ГЛАВА ДВАДЦАТЬ ПЯТАЯ

ЧТО ПРОИЗОШЛО В ПОРТСМУТЕ НАКАНУНЕ ДНЯ СВЯТОГО ВАРФОЛОМЕЯ

 

Двадцать третьего августа 1628 года Джон Фельтон убил Джорджа Вилльерса, герцога Бекингэма. Во всех пуританских церквях его имя с благоговением произносили единоверцы, восславляя человека, который избавил их от сатаны.

Фельтона казнили.

Будь проклят тот день.

Меа culpa! [Моя вина! (лат.)]

ГЛАВА ДВАДЦАТЬ ШЕСТАЯ

БЕТЮНСКИЕ ПОСИДЕЛКИ

Двадцать пятого числа я сошла в Булони. Никаких осложнений не возникло, достаточно было сказать, что я француженка и… Два дня в море поставили резкую черту до и после.

ГЛАВА ДВАДЦАТЬ СЕДЬМАЯ

ФИНАЛ ДИКОЙ ОХОТЫ

Карета ждала меня шагах в пятидесяти от Фестюбера. Форейтор был ранен. Пришлось оставить его в деревне. Мы поменяли лошадей и… Я не старалась предпринять особых мер предосторожности. Человек не птица, крыльев у него нет. И на земле после него…

ГЛАВА ДВАДЦАТЬ ВОСЬМАЯ

МАЛЕНЬКАЯ РЕЧКА ЛИС

Пока судили и рядили, время приблизилось к полуночи. Гроза утихла, тучи собрались в одной части неба, словно отступающая армия. Стремительно стареющая луна вставала за городком Армантьер, делая его дома, крыши и ажурную колокольню плоскими,…

ГЛАВА ДВАДЦАТЬ ДЕВЯТАЯ

ИТОГО

 

Без Бекингэма английская эскадра, семнадцатого сентября все-таки покинувшая Портсмут, напоминала курицу с отрубленной головой, которая и без головы еще в состоянии пробежать несколько шагов, но это все, что она может.

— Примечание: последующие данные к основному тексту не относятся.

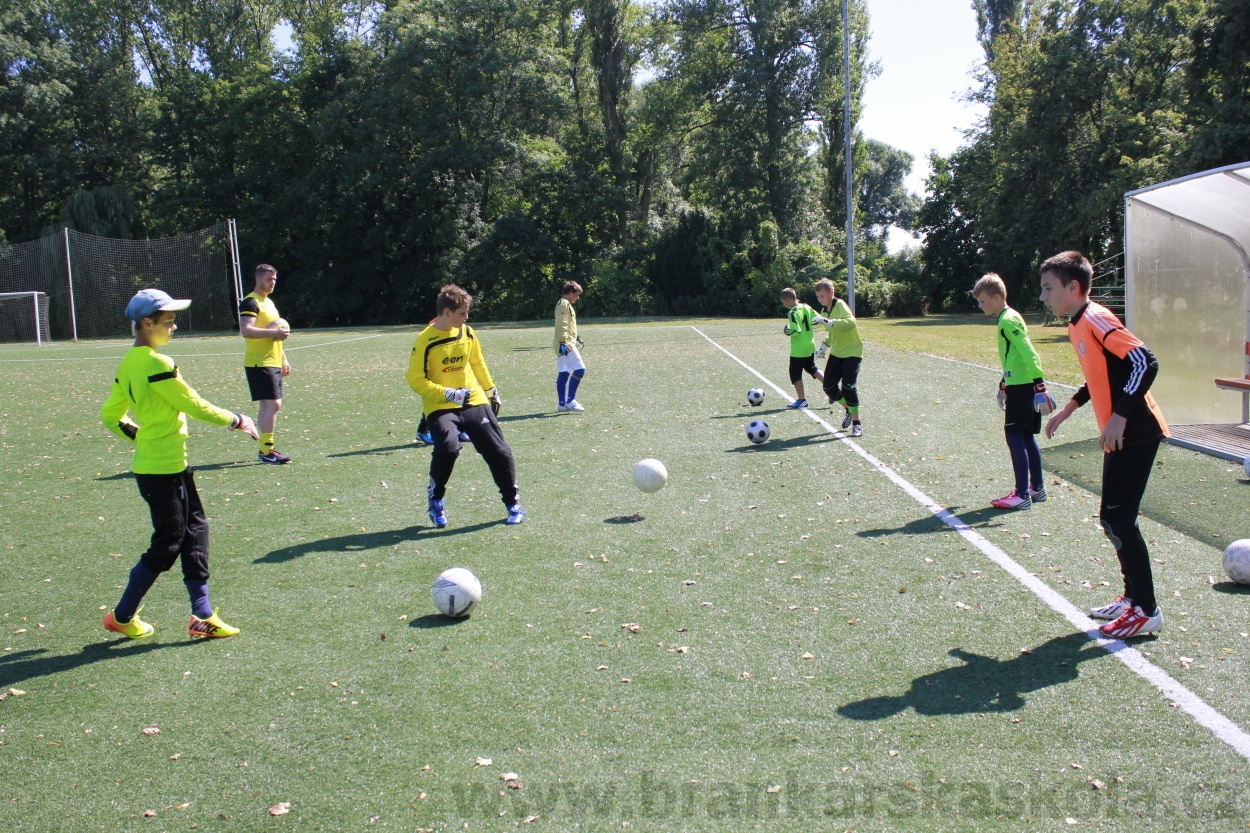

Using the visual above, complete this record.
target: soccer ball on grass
[1224,538,1250,584]
[746,419,773,445]
[634,458,669,494]
[434,567,481,618]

Двадцать восьмого сентября корабли англичан под предводительством лорда Линдсея были у стен Ла-Рошели, радостно отозвавшейся на ее прибытие звоном всех городских колоколов.

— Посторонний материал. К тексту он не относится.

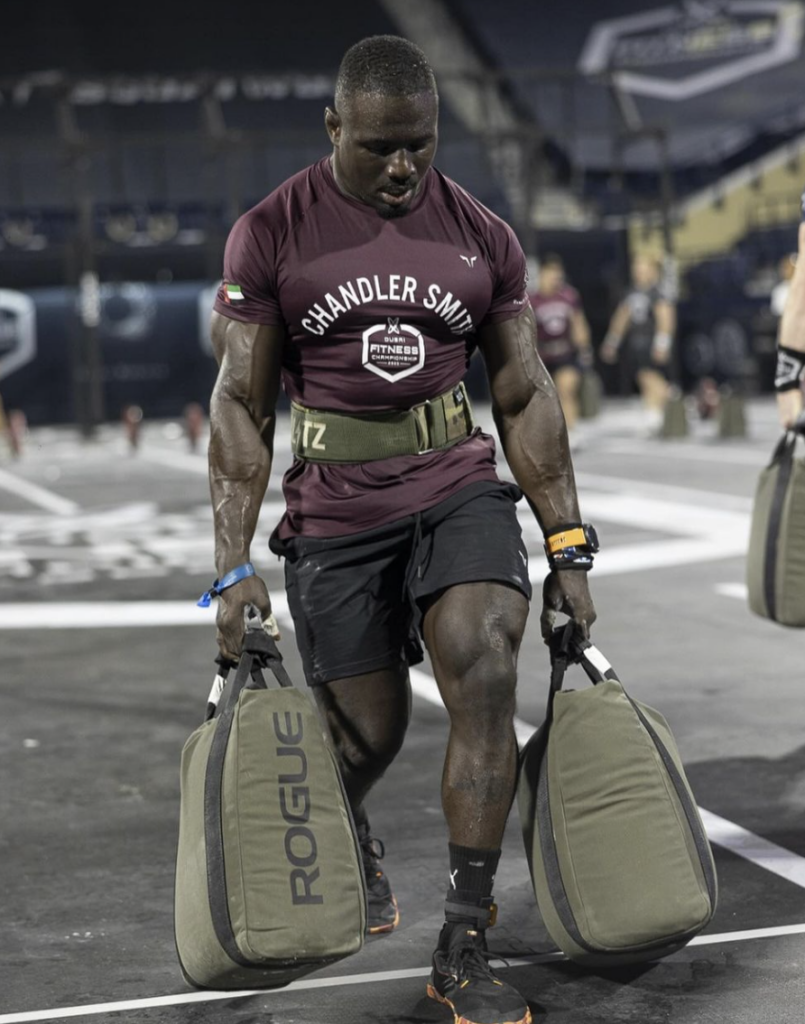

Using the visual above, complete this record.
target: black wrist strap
[774,345,805,391]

Но, кроме моральной поддержки, крепость ничего не получила.

Англичане без толку потыкались в загораживающую вход в гавань дамбу, после чего попытались разрушить препятствие, обстреливая дамбу силами корабельной артиллерии.

С берега по английским кораблям ударили королевские орудия и пушки фортов острова Рэ.

Бомбардировка французами английских кораблей была успешнее, чем обстрел англичанами дамбы. «Последний довод короля» [Такое изречение было выгравировано на королевских пушках, обстреливающих Ла-Рошель] действовал убедительно.

Понадобилось два дня обмена ядрами, чтобы лорд Линдсей окончательно отказался от мысли задержаться у крепости подольше. Он посоветовал ла-рошельцам примириться с законным сувереном, послал к королевским войскам парламентера, через которого попросил короля от имени Карла Первого быть снисходительным к своим заблудшим подданным, после чего с чувством образцово выполненного долга поднял паруса и отбыл в Англию.

Ла-Рошель была обречена.

В блокированном городе давно уже царили голод и смерть. Если до третьего появления у крепости английской эскадры город жил надеждой на помощь англичан и муниципалитету во главе с непримиримым Жаном Гитоном удавалось подавлять в согражданах мысли о сдаче города, то теперь в сердцах ла-рошельцев не осталось ничего, кроме отчаяния и безысходности.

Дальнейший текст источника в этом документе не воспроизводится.